Socializing the process should (in theory at least, depending on how it's implemented) drive down costs across the board. When we all pay for something, we all pay less. In addition we have stronger bargaining power against insane medical costs. Why are the medical costs so high in some cases? Because there are so many uninsured, and hospitals have to treat them and then pass the cost on to the rest of us. In addition, universal health care would free people up to start new businesses and make different career decisions, because they aren't tied to their jobs so they have health care for their families, and there is a reduced cost (in taxes) to providing health care for their employees if they start a business.
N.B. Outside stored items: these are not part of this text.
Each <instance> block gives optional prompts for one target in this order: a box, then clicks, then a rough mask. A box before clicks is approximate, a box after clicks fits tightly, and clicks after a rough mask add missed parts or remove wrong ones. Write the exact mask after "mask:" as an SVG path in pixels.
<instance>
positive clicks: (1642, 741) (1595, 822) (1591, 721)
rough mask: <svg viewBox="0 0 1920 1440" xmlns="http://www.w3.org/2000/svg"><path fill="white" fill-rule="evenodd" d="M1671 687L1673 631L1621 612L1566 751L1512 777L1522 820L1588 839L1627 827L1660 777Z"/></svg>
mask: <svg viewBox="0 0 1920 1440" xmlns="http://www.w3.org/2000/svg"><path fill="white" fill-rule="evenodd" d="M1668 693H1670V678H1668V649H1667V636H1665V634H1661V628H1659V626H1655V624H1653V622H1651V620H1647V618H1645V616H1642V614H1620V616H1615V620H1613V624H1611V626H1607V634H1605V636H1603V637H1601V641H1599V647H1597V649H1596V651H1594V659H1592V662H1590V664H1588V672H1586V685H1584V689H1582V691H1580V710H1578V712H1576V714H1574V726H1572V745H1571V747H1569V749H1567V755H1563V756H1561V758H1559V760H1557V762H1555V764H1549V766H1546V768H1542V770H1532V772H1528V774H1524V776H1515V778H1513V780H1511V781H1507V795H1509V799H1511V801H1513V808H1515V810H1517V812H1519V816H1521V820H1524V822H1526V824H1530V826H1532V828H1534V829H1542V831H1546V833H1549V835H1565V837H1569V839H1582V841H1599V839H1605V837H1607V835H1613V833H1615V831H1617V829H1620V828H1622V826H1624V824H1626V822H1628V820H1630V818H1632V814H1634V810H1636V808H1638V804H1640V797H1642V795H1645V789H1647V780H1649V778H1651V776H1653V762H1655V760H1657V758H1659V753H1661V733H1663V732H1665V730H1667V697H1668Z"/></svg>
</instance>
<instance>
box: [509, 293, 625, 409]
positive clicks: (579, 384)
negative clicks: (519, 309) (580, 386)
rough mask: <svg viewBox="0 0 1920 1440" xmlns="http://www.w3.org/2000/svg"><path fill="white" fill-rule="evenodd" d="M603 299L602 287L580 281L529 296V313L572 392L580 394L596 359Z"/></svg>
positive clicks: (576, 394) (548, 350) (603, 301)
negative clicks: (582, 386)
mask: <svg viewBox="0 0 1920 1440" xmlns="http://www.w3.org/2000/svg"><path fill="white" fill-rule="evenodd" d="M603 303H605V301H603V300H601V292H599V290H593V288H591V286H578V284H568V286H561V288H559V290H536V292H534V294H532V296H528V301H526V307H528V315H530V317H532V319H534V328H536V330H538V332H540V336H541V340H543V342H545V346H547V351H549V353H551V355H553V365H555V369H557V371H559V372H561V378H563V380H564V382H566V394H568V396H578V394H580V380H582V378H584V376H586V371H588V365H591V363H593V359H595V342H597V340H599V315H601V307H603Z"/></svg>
The benefits are enormous.

Sorry, but it's the gov't that created by policy side-effect, and now perpetuates by law, the "employer=insurance" model, whereby you lose your insurance if you change jobs. During FDR's wage-and-price controls is when "benefits packages" came to be, including employer-based healthcare. The gov't loved the idea so much they made those premiums tax-deductable, but force you to buy insurance out of that system with after-tax dollars. You'll spend the rest of your natural life playing whack-a-mole with side-effects of gov't intervention in the markets. You seem to be under the delusion the only reason we have employer-based insurance is because the gov't doesn't run it as single-payer. Curious: we don't have single-payer, gov't run auto insurance ... home owner's insurance ... renter's insurance ... life insurance ... yet none of those go "POOF! IT'S GONE!" should I change jobs. And prior to FDR, health insurance was the same way. And it wasn't single-payer gov't run healthcare either. Although we're in agreement the employer-based model is a bag full of stupid.